Players take the roles of: Batman, Robin, Batgirl, Commissioner Gordon (and the Gotham City PD), and/or Catwoman and all work together to protect Gotham City from destruction. Gotham City Under Siege is a cooperative dice game. Players roll dice and then assign dice from their pool to activate unique player abilities and complete game objectives. A number of objectives must be completed in order to save the city and win the game, but more enemies attack the city every turn and if left unchecked can destroy Gotham City’s beautiful skyscrapers (The game has skyscrapers!) and cause the citizens of Gotham to lose hope. If this happens the players lose. The game is played over 4 acts, and each act has its own deck of story cards. This helps with the overall sense of escalation and gives the game a nice coherent arc.

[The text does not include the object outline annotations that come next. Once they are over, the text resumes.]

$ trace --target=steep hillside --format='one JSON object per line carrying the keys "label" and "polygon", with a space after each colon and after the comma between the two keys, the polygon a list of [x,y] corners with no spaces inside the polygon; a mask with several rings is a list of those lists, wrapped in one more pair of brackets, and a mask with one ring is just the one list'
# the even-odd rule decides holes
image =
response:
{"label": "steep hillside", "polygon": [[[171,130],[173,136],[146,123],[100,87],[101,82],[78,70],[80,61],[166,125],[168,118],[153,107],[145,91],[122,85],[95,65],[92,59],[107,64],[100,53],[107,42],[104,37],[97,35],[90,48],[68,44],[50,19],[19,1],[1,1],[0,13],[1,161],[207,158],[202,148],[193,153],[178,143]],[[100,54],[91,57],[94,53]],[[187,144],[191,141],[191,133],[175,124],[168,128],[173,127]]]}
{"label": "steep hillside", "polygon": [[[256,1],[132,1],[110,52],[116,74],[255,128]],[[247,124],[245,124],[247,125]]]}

This is a small card game about building a village in a fantasy kingdom. Different buildings (cards) provide resources, special powers, and victory points. Players take actions and harvest resources to create buildings to win the game. When the lead player chooses an action, all other players also take the action (but as lead player your action includes a slight benefit that makes it a little better.) You must pay gold to harvest resources. If you harvest from your own village, you will get the money back at the end of your turn, but you can also harvest resources from an opponent’s village. If you do that, the gold doesn’t come back to you, it goes to your opponent. I really love these mechanics and the tight, shared in game economy. Villages of Valeria is a solid engine building, resource management game with some really interesting mechanics.
This is another fantasy themed village building game. In Tiny Towns you build your town by recreating patterns on your player board. This one is an interesting spacial puzzle because as you complete buildings and add them to your player board the space that you have remaining on your board to create the patterns needed to build further buildings begins to shrink. This one is a bit like, Tetris meets Sim City. It’s a great light town building game. The rules are super easy to understand, but the execution of the rules is trickier than it appears and that makes for a great and challenging game.
Fantasy Realms is a card game where the entire focus of the game is drafting cards into your hand to end the game with the best final hand of cards. This is challenging because the cards combo with each other in various ways. Some cards completely negate or invalidate other cards. Some cards multiply the value of another card. Getting the right combinations into your hand is key, and there are many, many combinations. This one is a fast and easy little game, that’s also deceptively tricky. It’s a good all around casual brain burner and is probably one of my most played games because hands of Fantasy Realms can be played very quickly.
86 – Ticket To Ride
Ticket To Ride’s board is a large map of the United States – there are also game boards of Europe, Germany, Japan and many others available. On the board are differently colored routes connecting key cites across the region. Players have hands of cards and can play colored sets of cards from their hand to claim routes of a matching color on the board. When you claim a route you place little plastic train cars of your player color over that route on the board. All players will have secret objecting cards requiring them to connect specific locations on the board for points, but routes are limited and its possible that one player may block another players path. So, it’s important to act quickly. Ticket To Ride is one of the most popular family board games available. It’s easy to learn and entertaining to play.